While NVIDIA invented the GPU compute market, Intel jumped into the fray with its own dedicated PCI-based multicore processor add-on card to take advantage of what it saw as a gap in supercomputing: GPUs are better at vectors than generalized computing tasks.
While that view of a diverging market was also reflected by OpenACC (a standard created by Cray, NVIDIA and PGI to support GPUs in areas where OpenMP was not quite ready), it would appear that the road map for the project will now include Intel’s Phi co-processor.
(Related: Databricks adds GPU support)
Compiler companies PathScale and PGI already supported OpenACC on multicore processors and ARM, but this year PGI will be adding support for the Power series. Next year, it will add support the Xeon Phi. But that’s just a piece of the larger OpenACC 2.6 puzzle, which is aiming for a release during the middle of 2017.
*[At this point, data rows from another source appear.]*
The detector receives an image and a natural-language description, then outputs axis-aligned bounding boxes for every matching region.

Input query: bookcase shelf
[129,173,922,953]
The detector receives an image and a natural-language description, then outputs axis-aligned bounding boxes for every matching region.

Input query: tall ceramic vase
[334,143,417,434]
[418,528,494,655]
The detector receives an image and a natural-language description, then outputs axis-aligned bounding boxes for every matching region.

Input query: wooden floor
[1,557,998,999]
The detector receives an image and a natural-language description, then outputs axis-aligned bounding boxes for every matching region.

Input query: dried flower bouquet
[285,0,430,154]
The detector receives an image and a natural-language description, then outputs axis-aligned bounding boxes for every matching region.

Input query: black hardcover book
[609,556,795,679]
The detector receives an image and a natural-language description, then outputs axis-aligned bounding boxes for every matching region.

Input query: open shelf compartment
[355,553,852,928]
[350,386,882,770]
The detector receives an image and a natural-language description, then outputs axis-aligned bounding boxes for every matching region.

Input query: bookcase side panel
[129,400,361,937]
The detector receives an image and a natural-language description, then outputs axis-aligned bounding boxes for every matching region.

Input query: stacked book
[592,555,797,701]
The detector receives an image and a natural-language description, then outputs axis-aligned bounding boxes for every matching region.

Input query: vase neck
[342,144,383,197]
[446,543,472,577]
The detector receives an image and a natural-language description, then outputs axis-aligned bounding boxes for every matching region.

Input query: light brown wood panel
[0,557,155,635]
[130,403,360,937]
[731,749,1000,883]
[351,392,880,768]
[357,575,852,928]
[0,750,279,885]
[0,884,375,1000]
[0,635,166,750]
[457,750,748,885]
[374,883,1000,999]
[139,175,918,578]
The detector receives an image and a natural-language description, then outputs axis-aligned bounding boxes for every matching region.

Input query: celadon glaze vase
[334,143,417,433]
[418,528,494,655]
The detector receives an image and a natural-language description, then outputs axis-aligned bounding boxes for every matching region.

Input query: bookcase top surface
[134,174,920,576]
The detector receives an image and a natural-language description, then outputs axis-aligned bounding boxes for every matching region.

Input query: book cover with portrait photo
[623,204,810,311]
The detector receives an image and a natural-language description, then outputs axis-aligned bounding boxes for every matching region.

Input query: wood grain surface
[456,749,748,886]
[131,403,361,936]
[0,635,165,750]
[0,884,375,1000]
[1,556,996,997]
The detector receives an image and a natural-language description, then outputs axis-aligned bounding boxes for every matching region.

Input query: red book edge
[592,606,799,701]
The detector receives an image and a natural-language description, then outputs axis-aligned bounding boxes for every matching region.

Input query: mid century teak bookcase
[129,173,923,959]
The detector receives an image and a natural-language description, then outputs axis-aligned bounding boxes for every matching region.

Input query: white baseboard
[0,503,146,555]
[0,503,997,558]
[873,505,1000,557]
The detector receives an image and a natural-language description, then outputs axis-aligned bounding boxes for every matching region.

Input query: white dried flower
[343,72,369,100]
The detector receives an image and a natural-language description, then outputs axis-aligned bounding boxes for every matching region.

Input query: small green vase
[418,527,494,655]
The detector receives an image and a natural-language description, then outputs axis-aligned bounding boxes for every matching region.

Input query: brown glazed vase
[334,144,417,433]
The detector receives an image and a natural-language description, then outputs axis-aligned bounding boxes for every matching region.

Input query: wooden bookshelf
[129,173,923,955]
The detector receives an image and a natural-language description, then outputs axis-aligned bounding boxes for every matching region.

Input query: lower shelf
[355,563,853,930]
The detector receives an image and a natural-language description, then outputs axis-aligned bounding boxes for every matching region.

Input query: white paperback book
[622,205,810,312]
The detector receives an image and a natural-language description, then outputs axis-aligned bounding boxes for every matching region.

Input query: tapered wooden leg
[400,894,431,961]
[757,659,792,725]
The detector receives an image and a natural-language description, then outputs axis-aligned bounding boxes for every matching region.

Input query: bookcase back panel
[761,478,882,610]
Michael Wolfe, PGI compiler engineer and chair of the technical committee for OpenACC, said that version 2.6 of OpenACC and beyond will include many changes to make development easier. First up is manual deep copy.
“This has to do with how a device like a GPU does work with separated memory: Maybe my data structure is an array of Fortran-derived types or C++ classes, which itself may have pointers to other arrays,” said Wolfe. “That’s a dynamically allocated complex data structure. You need to move the data structures over and copy the pointers. That’s what we call deep copy. There are real applications that have needed this for a while, and we’ve had no clear coherent way to do it.
“We’ve been working on a directive-based mechanism to really do a true deep copy, but it’s quite complex to make it natural to specify; to make it simple and effective. Manual deep copy is a relatively small change to the OpenACC specification that allows users to coherently write a procedure that would do the deep copy. They write more code, but it really does do the deep copy. What we’re looking to do is the true deep copy. We were worrying about specifying something that would be too inefficient to use, or had the wrong behavior so we’re trying to get a prototype in there.”
Additionally, the next version of OpenACC should have error callback routines to help keep things from crashing unexpectedly. This will give developers a way to compensate, programmatically, if things go sideways, and perhaps recover the application without a restart.
Finally, OpenACC 2.6 should include array reduction. Said Wolfe, “OpenACC has a reduction clause if you need reductions like max and min. They are more or less copied from OpenMP. OpenMP allows for the reduction of a whole array of rows of a matrix into a vector. You implement by allocating a copy of the array to each thread, and each does its partial accumulation. Then you do a final accumulation.”
Wolfe said that this is a much more complex process considering the scale at which OpenACC works. “OpenMP only has four, eight or 12 threads,” he said. “In OpenACC, we’re working with parallelism in the thousands of threads. We were concerned when we did the specification about the efficiency of that, but we decided we had to bite that bullet and implement it and work on the efficiency issue.”
It would appear that with version 2.6, the team is finally starting to bring those threads under control.